El asesinato de una activista migrante expone la deriva autoritaria de las políticas migratorias en EE UU
“No acepten mi palabra. No acepten su palabra. Miren el vídeo desde todos los ángulos”. Con estas palabras, Jacob Frey, alcalde de Minneapolis ha severamente censurado la interpretación que la propia administración norteamericana ha hecho del asesinato de Reneé Good, la madre de tres hijos y activista a favor de...
los derechos humanos abatida brutalmente por el ICE, la policía migratoria de Donald Trump, que cada vez más se asemeja a una siniestra policía política y racista.
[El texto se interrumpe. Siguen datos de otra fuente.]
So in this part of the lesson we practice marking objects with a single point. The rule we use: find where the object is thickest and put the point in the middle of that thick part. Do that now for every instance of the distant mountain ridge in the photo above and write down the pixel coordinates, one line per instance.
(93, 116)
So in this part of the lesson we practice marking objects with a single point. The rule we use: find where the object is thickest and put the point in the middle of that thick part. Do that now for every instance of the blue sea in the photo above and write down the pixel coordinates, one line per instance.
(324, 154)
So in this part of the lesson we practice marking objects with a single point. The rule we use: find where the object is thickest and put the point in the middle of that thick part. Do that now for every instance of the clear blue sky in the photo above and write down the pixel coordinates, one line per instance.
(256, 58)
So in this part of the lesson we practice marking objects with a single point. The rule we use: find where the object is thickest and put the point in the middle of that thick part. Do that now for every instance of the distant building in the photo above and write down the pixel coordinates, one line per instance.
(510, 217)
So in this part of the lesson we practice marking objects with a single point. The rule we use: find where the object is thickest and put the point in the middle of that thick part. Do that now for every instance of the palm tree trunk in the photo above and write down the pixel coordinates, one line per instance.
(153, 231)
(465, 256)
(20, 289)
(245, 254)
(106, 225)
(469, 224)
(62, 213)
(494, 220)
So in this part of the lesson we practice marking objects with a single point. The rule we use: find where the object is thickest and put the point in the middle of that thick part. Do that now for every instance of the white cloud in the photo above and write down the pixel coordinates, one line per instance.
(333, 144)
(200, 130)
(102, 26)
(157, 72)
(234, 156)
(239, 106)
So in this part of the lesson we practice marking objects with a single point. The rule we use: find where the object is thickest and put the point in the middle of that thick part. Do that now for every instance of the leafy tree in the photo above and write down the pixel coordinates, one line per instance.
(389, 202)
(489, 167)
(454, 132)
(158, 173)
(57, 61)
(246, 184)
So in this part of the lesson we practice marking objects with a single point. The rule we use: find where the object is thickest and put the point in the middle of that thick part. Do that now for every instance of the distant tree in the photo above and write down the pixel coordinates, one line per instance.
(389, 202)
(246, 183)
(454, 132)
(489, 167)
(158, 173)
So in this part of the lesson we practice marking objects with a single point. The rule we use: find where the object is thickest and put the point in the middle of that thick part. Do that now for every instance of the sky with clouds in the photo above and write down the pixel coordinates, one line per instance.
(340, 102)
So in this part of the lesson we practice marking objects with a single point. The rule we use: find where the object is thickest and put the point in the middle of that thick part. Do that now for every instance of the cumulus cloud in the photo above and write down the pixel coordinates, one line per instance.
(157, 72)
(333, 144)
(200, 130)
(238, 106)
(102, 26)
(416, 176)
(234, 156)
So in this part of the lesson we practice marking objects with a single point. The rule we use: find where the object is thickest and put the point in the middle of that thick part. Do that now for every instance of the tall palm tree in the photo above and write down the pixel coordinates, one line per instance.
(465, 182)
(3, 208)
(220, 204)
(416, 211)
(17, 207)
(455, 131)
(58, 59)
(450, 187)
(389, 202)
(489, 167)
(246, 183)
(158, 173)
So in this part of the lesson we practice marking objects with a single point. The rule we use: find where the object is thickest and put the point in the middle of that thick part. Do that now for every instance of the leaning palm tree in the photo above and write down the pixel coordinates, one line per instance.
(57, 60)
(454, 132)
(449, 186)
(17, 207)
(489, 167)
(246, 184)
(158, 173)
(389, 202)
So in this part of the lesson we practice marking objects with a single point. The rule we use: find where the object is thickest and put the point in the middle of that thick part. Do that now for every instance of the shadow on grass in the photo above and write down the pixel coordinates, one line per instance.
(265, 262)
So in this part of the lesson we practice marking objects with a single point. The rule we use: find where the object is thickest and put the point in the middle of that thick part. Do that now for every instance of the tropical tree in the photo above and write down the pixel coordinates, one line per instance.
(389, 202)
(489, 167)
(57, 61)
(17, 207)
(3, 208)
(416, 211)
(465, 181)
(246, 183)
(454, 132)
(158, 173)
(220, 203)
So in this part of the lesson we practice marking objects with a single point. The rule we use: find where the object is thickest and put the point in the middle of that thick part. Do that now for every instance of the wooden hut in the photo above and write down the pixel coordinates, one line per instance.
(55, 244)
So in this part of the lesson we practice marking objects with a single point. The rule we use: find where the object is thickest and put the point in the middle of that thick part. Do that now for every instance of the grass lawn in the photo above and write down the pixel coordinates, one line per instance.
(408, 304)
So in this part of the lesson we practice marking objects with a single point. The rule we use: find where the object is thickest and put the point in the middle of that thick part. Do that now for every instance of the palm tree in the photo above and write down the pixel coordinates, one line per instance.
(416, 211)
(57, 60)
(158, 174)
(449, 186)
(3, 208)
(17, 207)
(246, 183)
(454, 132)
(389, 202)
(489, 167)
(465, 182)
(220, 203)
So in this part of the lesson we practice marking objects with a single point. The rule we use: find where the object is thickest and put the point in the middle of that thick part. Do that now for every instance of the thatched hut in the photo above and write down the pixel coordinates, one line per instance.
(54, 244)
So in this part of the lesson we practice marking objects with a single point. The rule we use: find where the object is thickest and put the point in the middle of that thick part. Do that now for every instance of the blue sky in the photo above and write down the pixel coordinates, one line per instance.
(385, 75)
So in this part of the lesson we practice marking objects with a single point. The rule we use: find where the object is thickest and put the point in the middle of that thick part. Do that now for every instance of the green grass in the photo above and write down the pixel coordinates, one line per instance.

La situación que se vive actualmente en los Estados Unidos es a todas luces dramática en términos de salud democrática, en la medida en que un cuerpo paramilitar dependiente de la administración federal se dedica a vejar, atemorizar, secuestrar e incluso asesinar sus propios conciudadanos. Primero empezaron por aquellos a quienes negaron esa condición por carecer de documentación, pero -como no podía ser de otra manera- ahora la violencia ha llegado también a aquellas personas que, con toda su documentación a punto, simplemente se niegan a secundar tamaño atropello de los derechos humanos. Porque al final siempre es así: si atacan a una persona por el simple hecho de existir, aduciendo su condición de migrada, están atacando a todas las personas.